In noch destruktiverer Art und Weise verhält sich der Sekretär des Nationalen Sicherheits- und Verteidigungsrates der Ukraine, Oleksij Danilow, wenn er auf seiner Facebook-Seite zwölf Schritte zur Rückeroberung der Krim skizziert, die erschreckenderweise totalitäre Züge aufweisen. In einem Bericht der taz über Danilows zwölf Schritte »eines Deokuppations-Prozesses« ist die Rede davon, dass die in der Ukraine lebende Bevölkerung »entgiftet« werden müsse, nachdem der »russische Gauleiter-Abschaum auf der vorübergehend besetzten Krim in einem hysterischen Z-Anfall zu weit gegangen« sei.

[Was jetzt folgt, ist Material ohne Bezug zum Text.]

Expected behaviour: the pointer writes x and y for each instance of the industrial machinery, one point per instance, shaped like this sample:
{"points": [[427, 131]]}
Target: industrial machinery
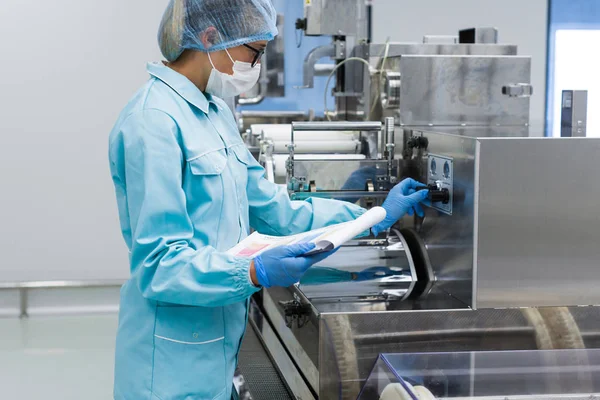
{"points": [[505, 259]]}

Russland dürfe »in seiner jetzigen Form so nicht weiterleben«. Zu den ukrainischen Sicherheitsinteressen gehörten deshalb die »Desubjektivierung Russlands als staatliches Gebilde und die Deputinisierung der Bevölkerung«. Die Welt müsse sich an den Gedanken gewöhnen, dass Russland in den Grenzen und in dem Zustand, in dem es derzeit existiere, nicht überleben solle.

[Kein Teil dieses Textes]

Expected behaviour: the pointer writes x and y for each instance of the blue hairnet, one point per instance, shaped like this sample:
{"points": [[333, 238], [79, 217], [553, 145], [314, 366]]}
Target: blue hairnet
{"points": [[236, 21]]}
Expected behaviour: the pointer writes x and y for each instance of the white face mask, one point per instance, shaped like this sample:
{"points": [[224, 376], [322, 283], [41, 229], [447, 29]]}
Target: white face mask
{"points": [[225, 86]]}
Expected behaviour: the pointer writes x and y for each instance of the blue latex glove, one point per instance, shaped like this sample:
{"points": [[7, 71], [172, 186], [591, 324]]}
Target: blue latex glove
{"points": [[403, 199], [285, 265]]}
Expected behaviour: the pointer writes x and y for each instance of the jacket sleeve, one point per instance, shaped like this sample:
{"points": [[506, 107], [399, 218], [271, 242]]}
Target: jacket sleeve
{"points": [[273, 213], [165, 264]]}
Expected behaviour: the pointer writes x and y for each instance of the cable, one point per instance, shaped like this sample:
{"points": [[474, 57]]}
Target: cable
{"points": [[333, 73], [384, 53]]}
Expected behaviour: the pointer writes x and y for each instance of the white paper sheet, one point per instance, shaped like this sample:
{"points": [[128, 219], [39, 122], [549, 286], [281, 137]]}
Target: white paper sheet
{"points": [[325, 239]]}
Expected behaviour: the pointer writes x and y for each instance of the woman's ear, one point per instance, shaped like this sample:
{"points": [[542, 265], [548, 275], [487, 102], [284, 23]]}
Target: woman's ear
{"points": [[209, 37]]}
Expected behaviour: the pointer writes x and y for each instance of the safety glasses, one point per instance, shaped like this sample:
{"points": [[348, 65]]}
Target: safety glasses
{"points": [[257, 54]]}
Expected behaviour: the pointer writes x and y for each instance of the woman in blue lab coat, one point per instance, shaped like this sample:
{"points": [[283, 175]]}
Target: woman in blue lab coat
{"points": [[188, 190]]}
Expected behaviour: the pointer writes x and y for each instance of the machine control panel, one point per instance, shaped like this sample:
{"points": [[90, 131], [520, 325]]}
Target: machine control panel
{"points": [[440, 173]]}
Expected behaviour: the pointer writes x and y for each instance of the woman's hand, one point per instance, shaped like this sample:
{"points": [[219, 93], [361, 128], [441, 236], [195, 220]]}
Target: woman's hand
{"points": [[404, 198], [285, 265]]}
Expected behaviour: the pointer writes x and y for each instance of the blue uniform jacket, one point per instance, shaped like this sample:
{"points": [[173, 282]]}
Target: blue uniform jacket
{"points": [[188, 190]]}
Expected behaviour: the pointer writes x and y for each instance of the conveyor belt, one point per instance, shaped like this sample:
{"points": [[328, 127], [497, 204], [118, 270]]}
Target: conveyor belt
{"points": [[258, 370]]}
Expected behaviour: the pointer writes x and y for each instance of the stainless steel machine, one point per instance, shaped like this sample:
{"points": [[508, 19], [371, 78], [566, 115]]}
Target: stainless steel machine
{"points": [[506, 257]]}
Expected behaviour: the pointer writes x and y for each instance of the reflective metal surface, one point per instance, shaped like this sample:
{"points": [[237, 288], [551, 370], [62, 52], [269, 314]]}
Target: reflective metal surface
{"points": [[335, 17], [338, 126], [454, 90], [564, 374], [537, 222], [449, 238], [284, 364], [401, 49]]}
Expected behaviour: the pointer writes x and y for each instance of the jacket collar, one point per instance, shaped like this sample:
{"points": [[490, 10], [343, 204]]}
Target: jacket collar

Man könnte die ignorante Sichtweise von Scherba und die demagogischen Worte Danilows in beschwichtigender Weise als verbale Entgleisungen oder als Einzelmeinungen abtun, doch in ihrer demokratiefeindlichen Radikalität und Brutalität sind sie einfach nicht hinnehmbar und bedürfen einer deutlichen und entschlossenen Zurückweisung. Die Bundesregierung hat erst vor wenigen Tagen auf ihrer immer länger werdenden »Liste der militärischen Unterstützungsleistungen« für die Ukraine das Luftverteidigungssystem PATRIOT ergänzt sowie mit Grenzschutzfahrzeugen und Zetros-LKWs. Deutschland gehört damit schon längst zu einem der wichtigsten Geldgeber und Waffenexporteure innerhalb der die Ukraine unterstützenden Staatengemeinschaft. Das darf gegenüber der Ukraine indes nicht vollkommen grenzen- und kritiklos bleiben. Denn offenbar benötigen einige hochrangige politische Akteure der Ukraine dringend Nachhilfe in Sachen Demokratieverständnis.

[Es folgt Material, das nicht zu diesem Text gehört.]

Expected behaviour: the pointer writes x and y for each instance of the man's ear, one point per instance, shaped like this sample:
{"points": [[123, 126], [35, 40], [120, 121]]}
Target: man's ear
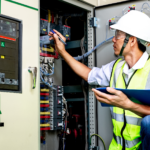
{"points": [[133, 41]]}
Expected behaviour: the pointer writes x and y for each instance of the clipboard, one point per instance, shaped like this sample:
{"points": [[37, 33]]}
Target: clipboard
{"points": [[138, 96]]}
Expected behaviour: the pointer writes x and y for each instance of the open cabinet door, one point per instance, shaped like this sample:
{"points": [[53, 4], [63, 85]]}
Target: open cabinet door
{"points": [[20, 108], [105, 54]]}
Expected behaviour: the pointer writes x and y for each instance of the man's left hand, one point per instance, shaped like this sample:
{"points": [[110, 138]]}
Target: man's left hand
{"points": [[118, 98]]}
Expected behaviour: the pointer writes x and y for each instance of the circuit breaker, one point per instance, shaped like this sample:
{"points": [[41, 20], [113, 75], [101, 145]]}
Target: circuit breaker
{"points": [[10, 53]]}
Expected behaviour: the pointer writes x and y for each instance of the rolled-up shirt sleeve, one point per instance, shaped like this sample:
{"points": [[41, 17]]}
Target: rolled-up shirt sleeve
{"points": [[101, 76]]}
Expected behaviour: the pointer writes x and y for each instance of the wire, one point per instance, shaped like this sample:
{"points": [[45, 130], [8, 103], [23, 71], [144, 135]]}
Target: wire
{"points": [[99, 137], [47, 74], [143, 6], [67, 20], [88, 53]]}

Die Liste der Bundesregierung für militärische Unterstützungsleistungen sollte mit einer Liste demokratiefördernder Unterstützungsleistungen erweitert werden, auf die ein demokratisches Staatswesen nicht verzichten kann und die sich wie folgt zusammenfassen lassen: Demokraten (und solche, die es werden wollen) bekennen sich bedingungslos zu den Prinzipien von Rechtsstaatlichkeit, Gewaltenteilung, Volkssouveränität und Opposition. Sie achten die Grundrechte wie die Meinungs- und Religionsfreiheit, vertreten Werte wie Solidarität, Anerkennung oder Respekt und stehen für die Gleichwertigkeit aller Menschen ein. Das mag in Zeiten eines Krieges zynisch klingen, doch für ein Land, das Mitglied der Euro-
päischen Union werden möchte, ist die Umsetzung jener universalen Werte alternativlos. Und von der Bundesregierung muss die Zivilgesellschaft erwarten können, dass sämtliche Unterstützungsleistungen an die Ukraine immer wieder im Lichte des dortigen Demokratieverständnisses bewertet und nötigenfalls auch korrigiert werden. Andernfalls würde der kollektive Anspruch an die Achtung und Einhaltung unserer eigenen demokratischen Werte und Prinzipien verraten werden. Das wäre vollkommen inakzeptabel und würde uns tatsächlich zu »verwirrten Zynikern« verkommen lassen. Was wiederum nicht wirklich im Interesse der Herren Scherba, Danilow, Melnyk und Konsorten sein sollte.